Pontiac portrait

This is an artist's representation of Pontiac. No known portrait of Pontiac was painted during his lifetime.

EDITOR'S NOTE: This story is Part 5 in a 9-part series on Ohio's great American Indian chiefs released by the Ohio Historical Society on Nov. 3, 1967. Richland Source has entered into a collaborative agreement with the Ohio History Connection to share content across our sitesPart 1 focused on the Six Nations. Part 2 profiled Little Turtle. Part 3 examined Cornstalk. Part 4 was about Logan.

Pontiac was an Ottaw chief, born about 1720 somewhere near present-day Detroit.

He is believed to have fought with the Ottawa and Chippewa tribes at General Edward Braddock's famous defeat in 1775. 

Pontiac was one of a delegation which met with Colonel Robert Rogers at the mouth of the Detroit River in 1760 to give a formal welcome to the British after the defeat of the French in Canada.
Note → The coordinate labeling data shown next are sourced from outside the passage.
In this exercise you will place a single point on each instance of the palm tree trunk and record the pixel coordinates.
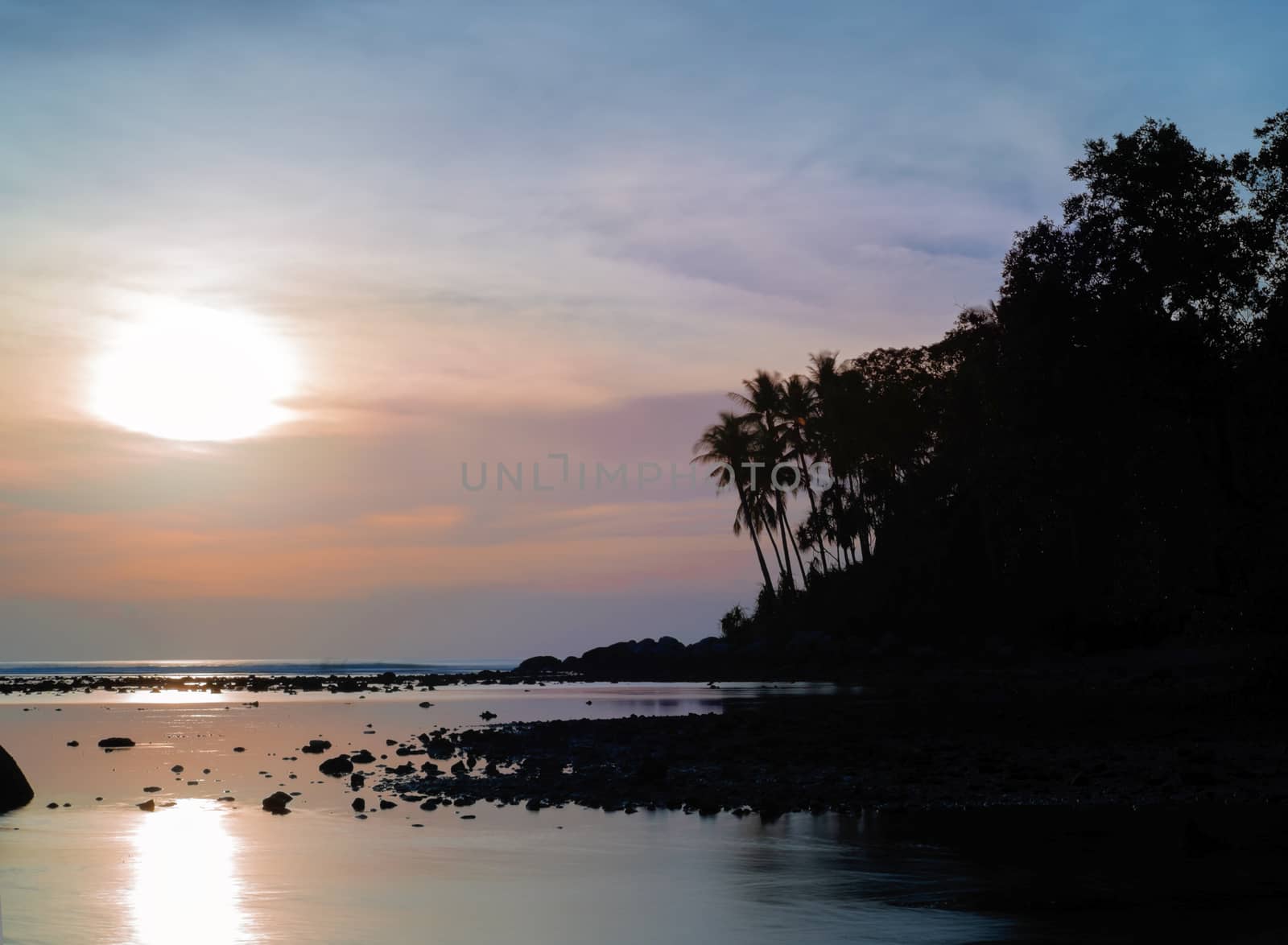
(760, 555)
(774, 546)
(813, 507)
(782, 520)
(782, 532)
(865, 543)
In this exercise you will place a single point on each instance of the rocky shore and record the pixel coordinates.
(850, 753)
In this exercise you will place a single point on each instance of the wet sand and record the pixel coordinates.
(204, 871)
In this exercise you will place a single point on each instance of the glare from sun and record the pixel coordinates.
(184, 373)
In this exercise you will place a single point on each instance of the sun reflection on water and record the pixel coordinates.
(186, 881)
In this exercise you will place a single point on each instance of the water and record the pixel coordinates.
(236, 667)
(204, 872)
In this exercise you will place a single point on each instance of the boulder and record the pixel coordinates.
(540, 665)
(14, 790)
(336, 766)
(277, 801)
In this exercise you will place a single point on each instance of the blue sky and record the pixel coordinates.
(491, 231)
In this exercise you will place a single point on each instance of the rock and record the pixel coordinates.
(336, 766)
(539, 665)
(14, 790)
(277, 801)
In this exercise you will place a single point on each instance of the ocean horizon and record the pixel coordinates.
(258, 667)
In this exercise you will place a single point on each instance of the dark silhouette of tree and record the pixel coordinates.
(1098, 453)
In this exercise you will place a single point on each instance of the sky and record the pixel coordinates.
(493, 233)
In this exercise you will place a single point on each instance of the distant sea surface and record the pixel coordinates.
(237, 667)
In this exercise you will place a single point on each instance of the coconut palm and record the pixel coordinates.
(728, 446)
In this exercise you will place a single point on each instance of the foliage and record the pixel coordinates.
(1100, 451)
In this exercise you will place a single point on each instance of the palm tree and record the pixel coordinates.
(763, 403)
(799, 405)
(728, 446)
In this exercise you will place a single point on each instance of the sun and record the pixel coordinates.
(184, 373)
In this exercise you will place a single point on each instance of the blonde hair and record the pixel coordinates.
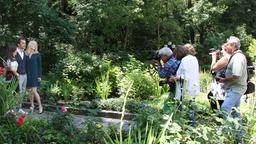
(29, 48)
(190, 48)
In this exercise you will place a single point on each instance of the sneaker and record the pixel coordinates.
(22, 111)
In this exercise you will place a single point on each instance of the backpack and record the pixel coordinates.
(250, 85)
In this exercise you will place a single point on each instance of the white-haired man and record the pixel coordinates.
(235, 81)
(167, 69)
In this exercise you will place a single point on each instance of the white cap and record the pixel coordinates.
(165, 51)
(235, 40)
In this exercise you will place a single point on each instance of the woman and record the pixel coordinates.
(187, 76)
(218, 66)
(34, 73)
(11, 63)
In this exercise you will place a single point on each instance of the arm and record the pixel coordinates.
(231, 78)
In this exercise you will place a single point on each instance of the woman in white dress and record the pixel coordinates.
(187, 79)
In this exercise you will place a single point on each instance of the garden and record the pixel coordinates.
(97, 59)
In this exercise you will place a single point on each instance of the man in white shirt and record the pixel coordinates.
(235, 81)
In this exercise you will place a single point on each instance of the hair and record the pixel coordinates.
(180, 51)
(165, 51)
(11, 48)
(191, 49)
(29, 48)
(234, 40)
(20, 39)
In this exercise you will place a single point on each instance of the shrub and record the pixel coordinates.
(144, 86)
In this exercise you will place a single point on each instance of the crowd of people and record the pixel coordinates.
(24, 65)
(180, 67)
(229, 67)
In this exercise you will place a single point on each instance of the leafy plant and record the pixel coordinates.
(8, 96)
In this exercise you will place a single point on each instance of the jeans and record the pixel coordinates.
(22, 87)
(232, 100)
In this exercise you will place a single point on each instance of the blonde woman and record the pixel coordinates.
(34, 73)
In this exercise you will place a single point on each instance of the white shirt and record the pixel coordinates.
(21, 52)
(13, 65)
(189, 72)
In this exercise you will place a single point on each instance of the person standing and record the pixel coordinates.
(235, 81)
(187, 79)
(11, 63)
(34, 73)
(21, 59)
(220, 60)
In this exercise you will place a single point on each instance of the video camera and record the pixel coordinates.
(218, 52)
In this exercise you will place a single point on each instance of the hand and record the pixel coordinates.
(156, 61)
(221, 80)
(172, 79)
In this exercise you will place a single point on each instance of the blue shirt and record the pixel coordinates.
(169, 68)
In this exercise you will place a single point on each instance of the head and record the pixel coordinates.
(11, 51)
(22, 43)
(32, 47)
(233, 44)
(165, 53)
(191, 49)
(180, 52)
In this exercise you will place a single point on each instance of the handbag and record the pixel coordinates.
(250, 88)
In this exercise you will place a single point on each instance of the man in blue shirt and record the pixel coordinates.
(167, 67)
(169, 64)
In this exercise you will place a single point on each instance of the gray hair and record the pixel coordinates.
(165, 51)
(235, 40)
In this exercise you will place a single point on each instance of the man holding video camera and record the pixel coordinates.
(235, 80)
(167, 66)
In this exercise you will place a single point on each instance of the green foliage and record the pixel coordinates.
(252, 50)
(144, 86)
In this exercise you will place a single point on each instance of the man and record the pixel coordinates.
(170, 64)
(21, 59)
(167, 67)
(235, 81)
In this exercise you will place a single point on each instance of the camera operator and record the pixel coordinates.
(235, 81)
(167, 66)
(219, 62)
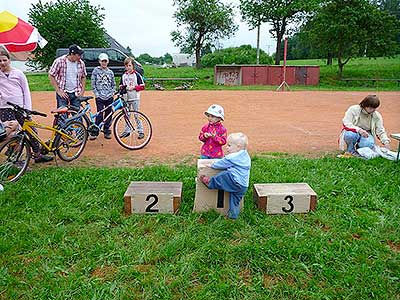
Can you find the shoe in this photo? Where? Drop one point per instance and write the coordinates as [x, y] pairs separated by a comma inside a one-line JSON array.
[[349, 155], [205, 180], [43, 158], [125, 134]]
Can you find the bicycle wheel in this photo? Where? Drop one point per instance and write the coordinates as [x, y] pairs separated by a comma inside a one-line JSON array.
[[15, 155], [71, 148], [132, 129]]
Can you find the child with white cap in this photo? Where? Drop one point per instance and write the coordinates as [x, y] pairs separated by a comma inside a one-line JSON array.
[[103, 85], [213, 134], [235, 174]]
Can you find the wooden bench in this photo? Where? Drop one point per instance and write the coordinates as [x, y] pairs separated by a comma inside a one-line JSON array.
[[144, 197], [171, 79], [396, 136], [284, 198], [373, 80]]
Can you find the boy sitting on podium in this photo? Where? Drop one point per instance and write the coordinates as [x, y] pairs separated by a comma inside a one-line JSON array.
[[235, 177]]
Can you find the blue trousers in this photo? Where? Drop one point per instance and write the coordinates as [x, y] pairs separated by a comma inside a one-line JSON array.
[[352, 138], [224, 181], [101, 104]]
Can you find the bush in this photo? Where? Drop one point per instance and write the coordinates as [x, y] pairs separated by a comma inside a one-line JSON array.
[[244, 54]]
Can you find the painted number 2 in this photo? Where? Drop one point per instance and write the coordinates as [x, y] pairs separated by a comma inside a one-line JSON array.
[[289, 199], [150, 208]]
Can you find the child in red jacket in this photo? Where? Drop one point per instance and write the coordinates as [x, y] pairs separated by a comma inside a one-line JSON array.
[[213, 134]]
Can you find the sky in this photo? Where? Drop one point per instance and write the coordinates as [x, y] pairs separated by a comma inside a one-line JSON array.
[[145, 25]]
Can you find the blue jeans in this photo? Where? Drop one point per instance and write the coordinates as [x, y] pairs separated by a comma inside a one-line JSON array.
[[206, 157], [224, 181], [353, 138], [101, 104]]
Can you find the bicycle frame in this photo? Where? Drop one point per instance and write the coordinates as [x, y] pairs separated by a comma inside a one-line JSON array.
[[118, 104], [28, 129]]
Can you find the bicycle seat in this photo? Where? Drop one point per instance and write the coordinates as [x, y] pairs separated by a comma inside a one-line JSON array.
[[84, 98], [61, 110]]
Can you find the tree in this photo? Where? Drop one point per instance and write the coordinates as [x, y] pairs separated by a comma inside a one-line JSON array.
[[353, 28], [280, 13], [252, 14], [202, 23], [66, 22]]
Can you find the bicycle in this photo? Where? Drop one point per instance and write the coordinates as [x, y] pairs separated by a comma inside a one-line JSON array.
[[131, 129], [68, 140]]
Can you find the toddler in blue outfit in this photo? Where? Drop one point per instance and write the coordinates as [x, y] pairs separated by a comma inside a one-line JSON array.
[[235, 177]]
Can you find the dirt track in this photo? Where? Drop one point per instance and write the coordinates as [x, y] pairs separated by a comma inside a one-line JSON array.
[[293, 122]]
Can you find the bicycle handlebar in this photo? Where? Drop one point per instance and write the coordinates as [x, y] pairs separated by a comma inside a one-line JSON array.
[[29, 112], [84, 98]]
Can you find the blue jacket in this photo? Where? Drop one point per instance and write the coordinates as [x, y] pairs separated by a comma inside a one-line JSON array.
[[238, 164]]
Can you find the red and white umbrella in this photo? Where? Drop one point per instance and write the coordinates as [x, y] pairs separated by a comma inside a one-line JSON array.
[[18, 36]]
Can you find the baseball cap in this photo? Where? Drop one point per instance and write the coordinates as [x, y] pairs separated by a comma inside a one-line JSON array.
[[103, 56], [75, 49]]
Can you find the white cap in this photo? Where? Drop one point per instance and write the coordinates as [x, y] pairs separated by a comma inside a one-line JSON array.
[[216, 110], [103, 56]]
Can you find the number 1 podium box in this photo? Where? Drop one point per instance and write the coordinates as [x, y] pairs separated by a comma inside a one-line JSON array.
[[284, 198], [206, 199], [150, 197]]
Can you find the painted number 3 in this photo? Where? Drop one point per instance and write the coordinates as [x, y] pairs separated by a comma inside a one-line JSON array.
[[289, 199], [150, 208]]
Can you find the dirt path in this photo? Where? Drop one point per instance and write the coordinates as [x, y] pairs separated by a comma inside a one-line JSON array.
[[292, 122]]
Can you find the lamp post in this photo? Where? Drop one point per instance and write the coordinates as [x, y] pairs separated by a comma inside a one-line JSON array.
[[284, 83]]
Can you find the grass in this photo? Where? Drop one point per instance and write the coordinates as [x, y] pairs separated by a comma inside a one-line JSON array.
[[356, 68], [64, 236]]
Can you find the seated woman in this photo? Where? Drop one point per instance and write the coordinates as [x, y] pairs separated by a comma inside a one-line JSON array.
[[361, 125]]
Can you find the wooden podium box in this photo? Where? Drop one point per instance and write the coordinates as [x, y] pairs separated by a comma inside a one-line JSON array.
[[206, 199], [284, 198], [151, 197]]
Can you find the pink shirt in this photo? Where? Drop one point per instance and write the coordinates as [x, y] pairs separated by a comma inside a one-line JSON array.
[[213, 145], [14, 89]]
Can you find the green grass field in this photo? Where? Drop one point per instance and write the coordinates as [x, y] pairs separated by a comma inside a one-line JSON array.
[[64, 236], [356, 68]]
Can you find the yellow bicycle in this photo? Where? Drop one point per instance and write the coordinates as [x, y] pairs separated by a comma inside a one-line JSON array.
[[68, 139]]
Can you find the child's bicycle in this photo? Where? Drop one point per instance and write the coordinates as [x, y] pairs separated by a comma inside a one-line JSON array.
[[131, 129], [68, 140]]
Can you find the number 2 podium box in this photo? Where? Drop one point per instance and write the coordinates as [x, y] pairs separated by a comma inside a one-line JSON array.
[[284, 198], [206, 199], [150, 197]]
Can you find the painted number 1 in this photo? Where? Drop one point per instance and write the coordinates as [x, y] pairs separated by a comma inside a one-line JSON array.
[[150, 208], [289, 199]]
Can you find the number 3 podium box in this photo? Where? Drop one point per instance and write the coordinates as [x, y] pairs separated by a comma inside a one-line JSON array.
[[284, 198], [206, 199], [144, 197]]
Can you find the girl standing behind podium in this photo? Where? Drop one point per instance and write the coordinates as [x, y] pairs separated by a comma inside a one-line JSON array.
[[213, 134]]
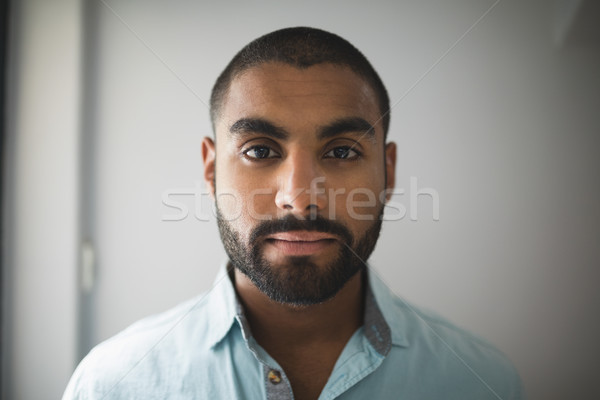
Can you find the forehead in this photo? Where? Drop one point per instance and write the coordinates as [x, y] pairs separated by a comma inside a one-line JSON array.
[[298, 98]]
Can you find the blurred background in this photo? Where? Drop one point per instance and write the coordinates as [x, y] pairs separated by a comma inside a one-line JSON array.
[[496, 108]]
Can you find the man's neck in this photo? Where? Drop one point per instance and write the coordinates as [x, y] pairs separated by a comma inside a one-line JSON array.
[[281, 324]]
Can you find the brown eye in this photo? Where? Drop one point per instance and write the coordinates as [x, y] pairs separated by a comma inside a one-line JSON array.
[[343, 153], [260, 152]]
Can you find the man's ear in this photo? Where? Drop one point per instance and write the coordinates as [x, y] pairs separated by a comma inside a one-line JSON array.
[[390, 168], [208, 156]]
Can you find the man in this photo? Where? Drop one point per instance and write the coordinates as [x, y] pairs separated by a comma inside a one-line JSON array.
[[300, 171]]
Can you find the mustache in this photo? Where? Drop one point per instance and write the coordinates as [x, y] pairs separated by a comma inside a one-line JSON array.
[[292, 223]]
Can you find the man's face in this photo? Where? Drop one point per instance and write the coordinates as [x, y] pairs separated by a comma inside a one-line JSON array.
[[299, 171]]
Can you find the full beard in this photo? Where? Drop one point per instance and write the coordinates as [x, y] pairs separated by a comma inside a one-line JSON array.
[[300, 281]]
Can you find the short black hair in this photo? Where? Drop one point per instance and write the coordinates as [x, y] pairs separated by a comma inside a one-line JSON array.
[[300, 47]]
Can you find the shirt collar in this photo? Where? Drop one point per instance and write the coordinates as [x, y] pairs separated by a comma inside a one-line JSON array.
[[382, 322], [223, 306]]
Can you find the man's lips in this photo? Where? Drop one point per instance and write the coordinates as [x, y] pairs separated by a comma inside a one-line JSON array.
[[299, 243]]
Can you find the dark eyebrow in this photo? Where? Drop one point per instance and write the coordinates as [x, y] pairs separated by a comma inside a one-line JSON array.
[[257, 125], [348, 125]]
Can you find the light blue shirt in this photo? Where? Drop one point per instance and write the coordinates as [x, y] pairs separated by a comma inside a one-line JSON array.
[[203, 349]]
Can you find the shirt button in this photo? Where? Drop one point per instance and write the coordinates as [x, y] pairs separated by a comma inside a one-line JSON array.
[[274, 376]]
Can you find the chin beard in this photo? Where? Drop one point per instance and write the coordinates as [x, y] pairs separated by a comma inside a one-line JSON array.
[[300, 281]]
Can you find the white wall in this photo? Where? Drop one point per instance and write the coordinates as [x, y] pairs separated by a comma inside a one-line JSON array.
[[41, 199], [504, 128]]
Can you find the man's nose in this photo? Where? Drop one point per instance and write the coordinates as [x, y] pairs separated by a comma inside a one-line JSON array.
[[301, 185]]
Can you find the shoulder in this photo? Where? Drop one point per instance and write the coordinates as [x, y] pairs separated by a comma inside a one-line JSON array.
[[141, 352], [456, 357]]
He consented to acknowledge King George III as "uncle," but insisted that they had equal status as sovereigns.

"Pontiac's Rebellion" in 1763 was a carefully planned uprising of many tribes by which all the English garrisons and settlements in the Northwest were to be surprised and destroyed on the same day. 

The English fort on Sandusky Bay was the first to fall, but Detroit and Fort Pitt resisted in long seiges and the campaign failed.

Two years later, Irish fur trader George Croghan persuaded Pontiac to accept English rule. 

In 1769, Pontiac was murdered by Native American Indians who were jealous of his eminence and influence.